Game Theory-Based Decision-Making and Iterative Predictive Lateral Control for Cooperative Obstacle Avoidance of Guided Vehicle Platoon

This paper presents a systematic decision-making and lateral control framework to realize cooperative obstacle avoidance (OA) of the guided vehicle platoons safely and integrally in multiple scenarios. In the control framework, a centralized decision-making strategy is developed to determine optimal overtaking maneuver (i.e., OA) in the dynamic driving environment, and a distributed lateral controller with a safe driving corridor planner is designed for lateral reference trajectories tracking. The proposed decision-making strategy formulates the influence mechanism between the controlled platoon and potential surrounding vehicles based on an interactive behavior model.

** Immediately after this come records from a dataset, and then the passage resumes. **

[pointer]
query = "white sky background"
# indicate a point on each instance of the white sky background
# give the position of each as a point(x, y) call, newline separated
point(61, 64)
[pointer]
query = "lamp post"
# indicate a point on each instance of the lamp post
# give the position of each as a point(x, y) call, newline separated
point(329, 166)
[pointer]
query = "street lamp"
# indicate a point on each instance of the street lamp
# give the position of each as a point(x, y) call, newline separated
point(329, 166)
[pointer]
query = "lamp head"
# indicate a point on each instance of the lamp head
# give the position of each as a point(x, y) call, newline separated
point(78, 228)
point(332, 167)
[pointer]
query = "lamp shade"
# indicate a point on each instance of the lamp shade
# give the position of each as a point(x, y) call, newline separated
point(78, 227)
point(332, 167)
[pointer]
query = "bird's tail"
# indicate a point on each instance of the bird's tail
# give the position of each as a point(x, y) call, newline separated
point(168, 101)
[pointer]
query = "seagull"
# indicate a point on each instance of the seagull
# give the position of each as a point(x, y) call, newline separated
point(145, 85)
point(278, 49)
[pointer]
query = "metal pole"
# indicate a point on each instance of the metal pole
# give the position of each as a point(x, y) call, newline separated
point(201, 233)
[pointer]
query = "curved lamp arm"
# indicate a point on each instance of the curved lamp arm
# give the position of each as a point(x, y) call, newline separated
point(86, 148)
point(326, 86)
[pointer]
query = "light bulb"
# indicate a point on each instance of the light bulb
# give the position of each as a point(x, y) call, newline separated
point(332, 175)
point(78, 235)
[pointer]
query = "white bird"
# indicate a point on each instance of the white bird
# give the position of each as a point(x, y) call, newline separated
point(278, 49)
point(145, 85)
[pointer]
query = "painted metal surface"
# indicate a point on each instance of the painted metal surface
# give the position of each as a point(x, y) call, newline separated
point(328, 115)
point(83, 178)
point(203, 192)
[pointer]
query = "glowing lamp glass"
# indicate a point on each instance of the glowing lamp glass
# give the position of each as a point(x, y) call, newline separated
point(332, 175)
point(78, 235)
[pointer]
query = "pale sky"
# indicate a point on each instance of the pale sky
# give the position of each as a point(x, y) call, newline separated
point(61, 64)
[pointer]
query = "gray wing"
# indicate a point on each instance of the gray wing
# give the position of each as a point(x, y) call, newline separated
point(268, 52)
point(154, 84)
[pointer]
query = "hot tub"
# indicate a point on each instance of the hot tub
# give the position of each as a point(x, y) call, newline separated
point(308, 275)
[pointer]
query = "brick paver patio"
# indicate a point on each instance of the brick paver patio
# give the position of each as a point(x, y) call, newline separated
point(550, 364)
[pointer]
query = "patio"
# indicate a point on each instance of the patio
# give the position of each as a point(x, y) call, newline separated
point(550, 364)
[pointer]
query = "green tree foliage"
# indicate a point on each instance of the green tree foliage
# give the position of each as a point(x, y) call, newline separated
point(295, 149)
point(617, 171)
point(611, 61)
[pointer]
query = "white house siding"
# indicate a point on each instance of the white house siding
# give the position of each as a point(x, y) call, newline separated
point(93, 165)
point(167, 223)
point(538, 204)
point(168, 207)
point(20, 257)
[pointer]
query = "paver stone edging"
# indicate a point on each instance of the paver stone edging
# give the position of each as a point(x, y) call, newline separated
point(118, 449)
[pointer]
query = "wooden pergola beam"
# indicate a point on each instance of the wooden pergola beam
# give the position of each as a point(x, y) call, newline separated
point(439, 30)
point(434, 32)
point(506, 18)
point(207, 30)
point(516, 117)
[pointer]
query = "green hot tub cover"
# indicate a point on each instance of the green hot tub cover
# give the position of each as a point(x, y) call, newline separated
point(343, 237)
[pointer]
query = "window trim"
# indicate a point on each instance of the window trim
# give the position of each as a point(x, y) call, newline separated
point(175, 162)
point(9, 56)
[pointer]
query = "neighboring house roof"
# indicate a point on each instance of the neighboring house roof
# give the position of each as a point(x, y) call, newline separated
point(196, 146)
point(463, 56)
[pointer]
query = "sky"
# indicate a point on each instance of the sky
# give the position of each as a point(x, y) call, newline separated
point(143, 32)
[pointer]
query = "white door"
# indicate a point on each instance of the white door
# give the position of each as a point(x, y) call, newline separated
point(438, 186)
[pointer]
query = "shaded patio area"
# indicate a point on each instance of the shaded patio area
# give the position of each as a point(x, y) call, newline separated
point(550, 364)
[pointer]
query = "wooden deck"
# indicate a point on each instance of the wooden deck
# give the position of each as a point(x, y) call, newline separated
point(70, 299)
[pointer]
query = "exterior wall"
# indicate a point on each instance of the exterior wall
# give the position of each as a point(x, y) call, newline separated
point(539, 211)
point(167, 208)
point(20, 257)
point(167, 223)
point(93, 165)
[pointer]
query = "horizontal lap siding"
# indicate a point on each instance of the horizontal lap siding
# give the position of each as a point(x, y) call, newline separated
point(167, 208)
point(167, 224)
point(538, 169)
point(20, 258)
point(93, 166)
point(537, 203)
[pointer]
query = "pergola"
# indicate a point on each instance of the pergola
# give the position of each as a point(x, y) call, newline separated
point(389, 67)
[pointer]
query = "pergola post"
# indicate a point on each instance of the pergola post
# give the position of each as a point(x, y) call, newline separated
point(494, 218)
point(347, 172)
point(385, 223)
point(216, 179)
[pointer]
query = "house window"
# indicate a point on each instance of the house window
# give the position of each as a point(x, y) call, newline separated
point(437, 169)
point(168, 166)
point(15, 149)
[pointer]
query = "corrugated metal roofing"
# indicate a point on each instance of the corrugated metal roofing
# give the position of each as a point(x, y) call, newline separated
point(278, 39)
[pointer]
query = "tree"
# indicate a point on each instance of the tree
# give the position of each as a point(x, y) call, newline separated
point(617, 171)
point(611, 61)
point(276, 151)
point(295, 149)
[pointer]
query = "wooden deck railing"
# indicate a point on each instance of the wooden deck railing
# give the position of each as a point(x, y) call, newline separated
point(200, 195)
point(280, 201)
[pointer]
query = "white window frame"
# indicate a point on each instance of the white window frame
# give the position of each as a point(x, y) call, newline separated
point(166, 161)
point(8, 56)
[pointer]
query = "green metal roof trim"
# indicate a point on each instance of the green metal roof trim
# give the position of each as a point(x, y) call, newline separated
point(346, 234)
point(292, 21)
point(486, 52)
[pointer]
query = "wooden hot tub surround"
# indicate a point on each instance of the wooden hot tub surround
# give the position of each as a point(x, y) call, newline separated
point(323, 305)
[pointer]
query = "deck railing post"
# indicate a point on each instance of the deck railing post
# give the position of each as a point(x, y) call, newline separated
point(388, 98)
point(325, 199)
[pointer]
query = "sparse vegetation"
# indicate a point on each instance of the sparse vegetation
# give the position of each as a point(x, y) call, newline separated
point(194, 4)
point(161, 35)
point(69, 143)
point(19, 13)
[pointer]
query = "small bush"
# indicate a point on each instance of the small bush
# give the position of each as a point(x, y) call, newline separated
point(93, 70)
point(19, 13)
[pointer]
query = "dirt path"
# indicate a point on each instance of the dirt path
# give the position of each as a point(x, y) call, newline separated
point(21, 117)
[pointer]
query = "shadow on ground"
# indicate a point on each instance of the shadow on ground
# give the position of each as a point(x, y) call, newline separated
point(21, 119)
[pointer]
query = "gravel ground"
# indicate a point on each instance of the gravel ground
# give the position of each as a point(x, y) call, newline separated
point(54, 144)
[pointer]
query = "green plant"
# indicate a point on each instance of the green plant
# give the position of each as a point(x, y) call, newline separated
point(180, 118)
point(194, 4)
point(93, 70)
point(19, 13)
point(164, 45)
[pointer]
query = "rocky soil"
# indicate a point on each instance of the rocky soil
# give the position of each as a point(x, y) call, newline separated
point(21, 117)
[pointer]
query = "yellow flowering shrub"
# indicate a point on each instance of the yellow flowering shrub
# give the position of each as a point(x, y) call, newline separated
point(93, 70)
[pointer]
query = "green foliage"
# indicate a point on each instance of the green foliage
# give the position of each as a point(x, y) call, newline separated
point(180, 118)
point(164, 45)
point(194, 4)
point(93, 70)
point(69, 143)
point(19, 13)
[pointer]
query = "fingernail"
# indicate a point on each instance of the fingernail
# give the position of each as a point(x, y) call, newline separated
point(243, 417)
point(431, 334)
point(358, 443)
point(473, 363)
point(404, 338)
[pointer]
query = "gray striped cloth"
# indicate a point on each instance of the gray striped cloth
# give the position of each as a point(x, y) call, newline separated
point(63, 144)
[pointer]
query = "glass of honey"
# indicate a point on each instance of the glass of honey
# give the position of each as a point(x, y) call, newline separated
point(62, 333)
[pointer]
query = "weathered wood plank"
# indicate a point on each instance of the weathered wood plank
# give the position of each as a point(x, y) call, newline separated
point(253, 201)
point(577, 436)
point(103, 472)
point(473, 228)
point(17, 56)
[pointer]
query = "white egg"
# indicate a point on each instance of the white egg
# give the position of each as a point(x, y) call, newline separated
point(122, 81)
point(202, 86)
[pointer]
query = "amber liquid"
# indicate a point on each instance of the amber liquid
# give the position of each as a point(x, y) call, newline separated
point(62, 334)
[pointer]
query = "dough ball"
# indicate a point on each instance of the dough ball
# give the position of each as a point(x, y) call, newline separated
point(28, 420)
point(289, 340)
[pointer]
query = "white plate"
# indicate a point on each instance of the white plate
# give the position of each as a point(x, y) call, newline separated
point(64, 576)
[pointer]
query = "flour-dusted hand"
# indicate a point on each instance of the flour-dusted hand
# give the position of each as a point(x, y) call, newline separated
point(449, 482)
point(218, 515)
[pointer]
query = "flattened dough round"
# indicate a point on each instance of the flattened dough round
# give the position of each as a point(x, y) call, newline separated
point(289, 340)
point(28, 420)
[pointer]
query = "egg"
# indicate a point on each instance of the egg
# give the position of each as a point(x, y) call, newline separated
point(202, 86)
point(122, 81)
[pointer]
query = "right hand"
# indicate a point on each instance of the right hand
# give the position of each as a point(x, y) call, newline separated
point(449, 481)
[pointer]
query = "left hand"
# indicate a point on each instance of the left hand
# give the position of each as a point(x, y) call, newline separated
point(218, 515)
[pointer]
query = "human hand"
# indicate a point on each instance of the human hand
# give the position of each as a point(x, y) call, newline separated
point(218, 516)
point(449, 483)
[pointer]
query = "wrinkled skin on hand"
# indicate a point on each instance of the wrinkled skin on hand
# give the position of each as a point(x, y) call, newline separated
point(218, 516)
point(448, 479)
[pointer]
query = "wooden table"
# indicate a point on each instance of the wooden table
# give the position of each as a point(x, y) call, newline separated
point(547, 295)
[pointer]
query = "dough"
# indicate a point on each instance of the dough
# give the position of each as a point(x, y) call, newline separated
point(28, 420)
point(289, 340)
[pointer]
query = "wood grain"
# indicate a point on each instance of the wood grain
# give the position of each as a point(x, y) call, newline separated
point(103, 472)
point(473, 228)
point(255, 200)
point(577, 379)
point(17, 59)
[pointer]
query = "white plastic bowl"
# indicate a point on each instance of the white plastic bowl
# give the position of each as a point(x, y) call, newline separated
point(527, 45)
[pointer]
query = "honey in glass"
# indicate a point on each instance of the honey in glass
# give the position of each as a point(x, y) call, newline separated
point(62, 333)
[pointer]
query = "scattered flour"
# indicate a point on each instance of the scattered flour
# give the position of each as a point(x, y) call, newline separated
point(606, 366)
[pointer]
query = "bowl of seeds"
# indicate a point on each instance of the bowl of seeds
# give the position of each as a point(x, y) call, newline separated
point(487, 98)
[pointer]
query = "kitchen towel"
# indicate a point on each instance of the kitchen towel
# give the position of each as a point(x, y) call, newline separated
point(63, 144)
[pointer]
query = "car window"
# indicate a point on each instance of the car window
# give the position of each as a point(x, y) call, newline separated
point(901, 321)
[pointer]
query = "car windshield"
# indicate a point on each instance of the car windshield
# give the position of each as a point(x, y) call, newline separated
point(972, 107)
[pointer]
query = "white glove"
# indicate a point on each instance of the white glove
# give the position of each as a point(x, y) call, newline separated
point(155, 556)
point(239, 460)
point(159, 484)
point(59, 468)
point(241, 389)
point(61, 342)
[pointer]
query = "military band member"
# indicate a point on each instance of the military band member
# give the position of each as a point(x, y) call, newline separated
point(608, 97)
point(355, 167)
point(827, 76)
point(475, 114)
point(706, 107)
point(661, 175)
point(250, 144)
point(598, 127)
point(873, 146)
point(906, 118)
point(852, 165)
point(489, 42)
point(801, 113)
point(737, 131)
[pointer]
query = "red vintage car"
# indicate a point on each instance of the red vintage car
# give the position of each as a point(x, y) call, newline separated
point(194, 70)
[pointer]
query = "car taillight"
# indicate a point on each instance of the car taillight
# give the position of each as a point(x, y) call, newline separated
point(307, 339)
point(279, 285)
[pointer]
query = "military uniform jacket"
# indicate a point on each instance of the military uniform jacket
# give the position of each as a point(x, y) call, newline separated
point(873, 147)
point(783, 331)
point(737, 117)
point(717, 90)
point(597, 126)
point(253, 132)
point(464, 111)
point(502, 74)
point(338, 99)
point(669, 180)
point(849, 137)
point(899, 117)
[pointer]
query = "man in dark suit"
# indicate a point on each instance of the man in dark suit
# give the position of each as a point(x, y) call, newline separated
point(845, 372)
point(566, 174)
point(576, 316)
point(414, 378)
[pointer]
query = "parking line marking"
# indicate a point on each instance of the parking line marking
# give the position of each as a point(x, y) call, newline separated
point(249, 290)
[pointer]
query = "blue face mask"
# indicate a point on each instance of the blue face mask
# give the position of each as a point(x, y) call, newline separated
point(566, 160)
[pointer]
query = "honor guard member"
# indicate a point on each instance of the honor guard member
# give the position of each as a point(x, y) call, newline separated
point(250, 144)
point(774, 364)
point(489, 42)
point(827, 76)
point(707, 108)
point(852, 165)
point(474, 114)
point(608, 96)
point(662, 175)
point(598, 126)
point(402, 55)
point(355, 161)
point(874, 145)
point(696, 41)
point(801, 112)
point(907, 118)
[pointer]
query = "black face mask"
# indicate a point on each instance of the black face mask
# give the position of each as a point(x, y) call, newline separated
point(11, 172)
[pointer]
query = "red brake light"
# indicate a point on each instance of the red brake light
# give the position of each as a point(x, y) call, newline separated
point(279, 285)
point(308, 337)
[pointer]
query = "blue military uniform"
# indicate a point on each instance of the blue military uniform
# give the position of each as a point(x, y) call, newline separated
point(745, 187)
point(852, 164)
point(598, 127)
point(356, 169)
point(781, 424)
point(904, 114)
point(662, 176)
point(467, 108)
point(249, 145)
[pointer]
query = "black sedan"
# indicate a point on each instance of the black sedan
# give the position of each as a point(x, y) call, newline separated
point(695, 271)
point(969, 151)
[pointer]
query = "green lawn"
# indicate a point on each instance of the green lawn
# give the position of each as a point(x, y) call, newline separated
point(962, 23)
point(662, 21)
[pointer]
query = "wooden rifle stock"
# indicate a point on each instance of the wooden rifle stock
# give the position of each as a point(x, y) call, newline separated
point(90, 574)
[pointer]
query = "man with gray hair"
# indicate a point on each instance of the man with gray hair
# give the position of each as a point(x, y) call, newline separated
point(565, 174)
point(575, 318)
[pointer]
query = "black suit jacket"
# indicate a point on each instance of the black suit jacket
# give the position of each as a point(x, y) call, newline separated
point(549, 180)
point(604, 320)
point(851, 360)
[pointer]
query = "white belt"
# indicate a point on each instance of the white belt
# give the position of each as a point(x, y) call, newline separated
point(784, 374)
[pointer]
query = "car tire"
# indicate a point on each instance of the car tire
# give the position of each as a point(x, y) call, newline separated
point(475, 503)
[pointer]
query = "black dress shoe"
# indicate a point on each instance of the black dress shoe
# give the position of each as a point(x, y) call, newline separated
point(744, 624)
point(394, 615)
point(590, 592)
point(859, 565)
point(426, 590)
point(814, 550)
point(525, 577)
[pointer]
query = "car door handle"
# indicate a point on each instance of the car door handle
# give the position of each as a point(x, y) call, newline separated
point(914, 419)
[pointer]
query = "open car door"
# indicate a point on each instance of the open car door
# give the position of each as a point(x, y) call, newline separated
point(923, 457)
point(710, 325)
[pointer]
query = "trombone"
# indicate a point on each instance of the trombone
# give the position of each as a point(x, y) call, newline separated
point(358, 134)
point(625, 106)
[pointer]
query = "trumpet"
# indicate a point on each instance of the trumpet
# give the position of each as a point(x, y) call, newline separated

Moreover, a game theory-based algorithm is applied to calculate safe timing of overtaking and select efficient overtaking mode while avoiding the negative impact on the surrounding vehicles. For the distributed lateral control strategy, the control problem is solved by a linear time-varying model predictive control (LTV-MPC) algorithm so as to reduce the computational burden. Furthermore, to improve the accuracy of LTV-MPC algorithm in varying scenarios, a tailored iterative control logic is presented. The performance of the proposed framework is evaluated on the dSPACE hardware-in-loop platform. The results show that the proposed framework works well under various test scenarios involving multiple static and moving obstacles.